How to allow for happiness without anticipating the suffering?

A lot of contemporary American Zen Buddhism makes sense to me in a practical way. Suffering will come whether or not I anticipate it. Clinging to either suffering or happiness can lead to problems.

I have to bend. Rigid things snap in the wind.

A sense of the spiritual in a larger sense also seems necessary to my well-being. A sense of purpose as well. Guess we all need that sense of purpose right? Even in the face of the absurdity of death. It's the fella that rolls the rock up the hill only to have slide it down the other side. He rolls it back up again and again and again. Forever. Good old sisyphus.

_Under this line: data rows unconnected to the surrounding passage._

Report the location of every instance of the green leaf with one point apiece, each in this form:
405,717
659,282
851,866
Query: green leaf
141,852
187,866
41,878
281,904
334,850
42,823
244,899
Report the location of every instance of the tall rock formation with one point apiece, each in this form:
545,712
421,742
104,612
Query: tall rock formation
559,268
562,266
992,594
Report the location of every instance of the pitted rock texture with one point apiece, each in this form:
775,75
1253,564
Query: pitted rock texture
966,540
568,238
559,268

But unlike a lot of the existentialists the Buddhist idea is not cling to the suffering and anxiety. Contemporary American Zen Buddhism seems to be existentialism without the angst.

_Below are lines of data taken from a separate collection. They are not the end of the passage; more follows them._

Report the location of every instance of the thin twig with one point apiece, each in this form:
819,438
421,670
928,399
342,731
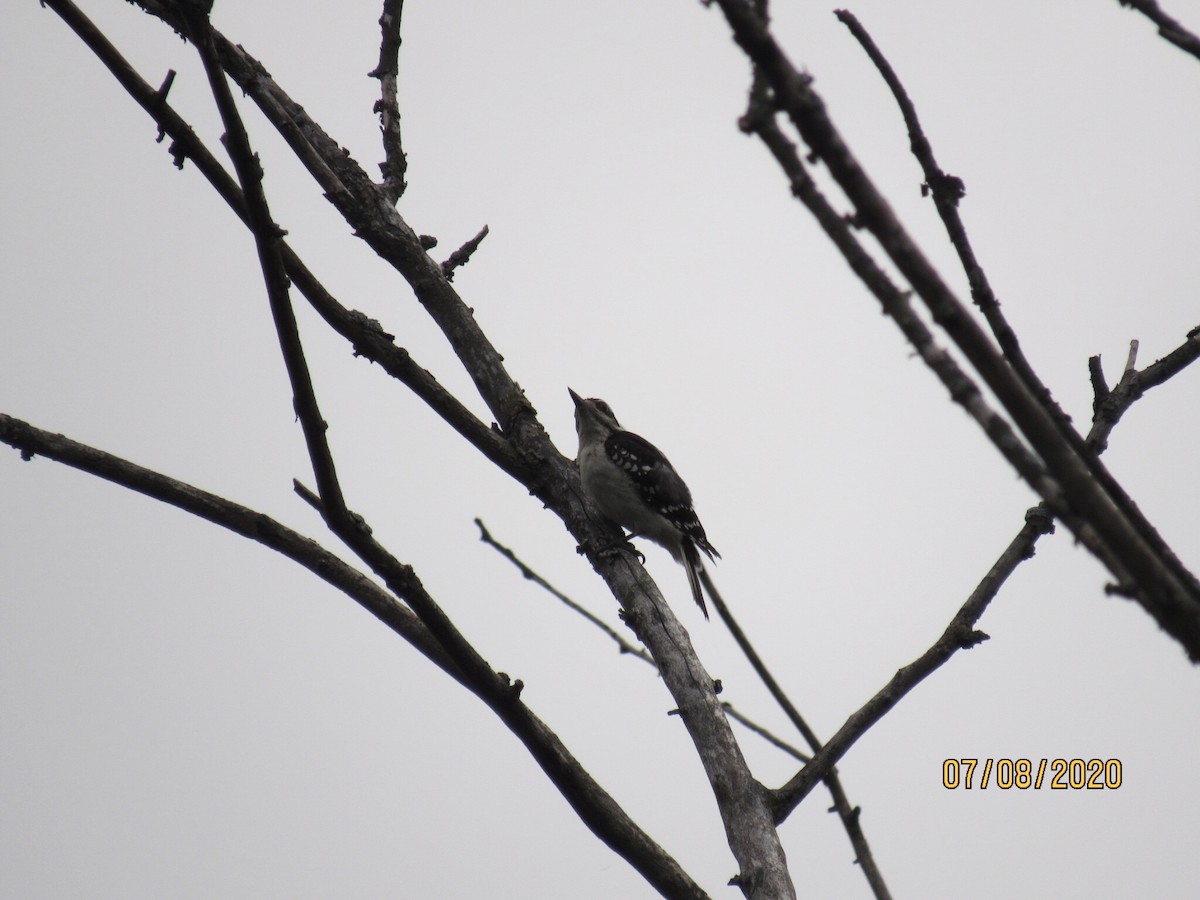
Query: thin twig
1170,29
366,336
947,191
496,689
395,163
249,523
960,634
462,256
1079,489
846,811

Also learning to be and to take delight in the everyday. Those things have helped a lot. And not being detached (clinging or attachment seems to be the opposite). But rather being fully engaged in everything happening right now in mind, body, environment.

Delighting in the mysteries can lead to awe. Awe can lead to being more fully present and awake.
Taking it all with a light touch. A playful seriousness. That helps a lot.

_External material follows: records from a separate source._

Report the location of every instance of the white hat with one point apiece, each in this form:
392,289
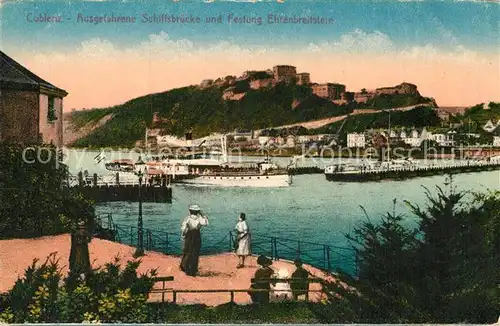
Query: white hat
194,207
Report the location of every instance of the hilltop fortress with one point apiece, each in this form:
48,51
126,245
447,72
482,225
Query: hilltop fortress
335,92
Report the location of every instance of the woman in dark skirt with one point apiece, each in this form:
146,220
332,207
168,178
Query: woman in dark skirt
79,259
192,240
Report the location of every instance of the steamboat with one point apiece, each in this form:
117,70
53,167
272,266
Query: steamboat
200,168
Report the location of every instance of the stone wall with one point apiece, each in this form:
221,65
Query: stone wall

Again not being detached but fully engaged with how the mind works. The mind is the source of suffering and happiness and all else.

Not knowing can be terrifying. Or it can be liberating.

Maybe all things are changing, including the chatter of our minds. But that something that doesn't change is the mystery. The thing we work with to notice the chatter of our mind. The awareness/consciousness. Consciousness in both a larger collective sense and an individual sense. The thing that can be fully present.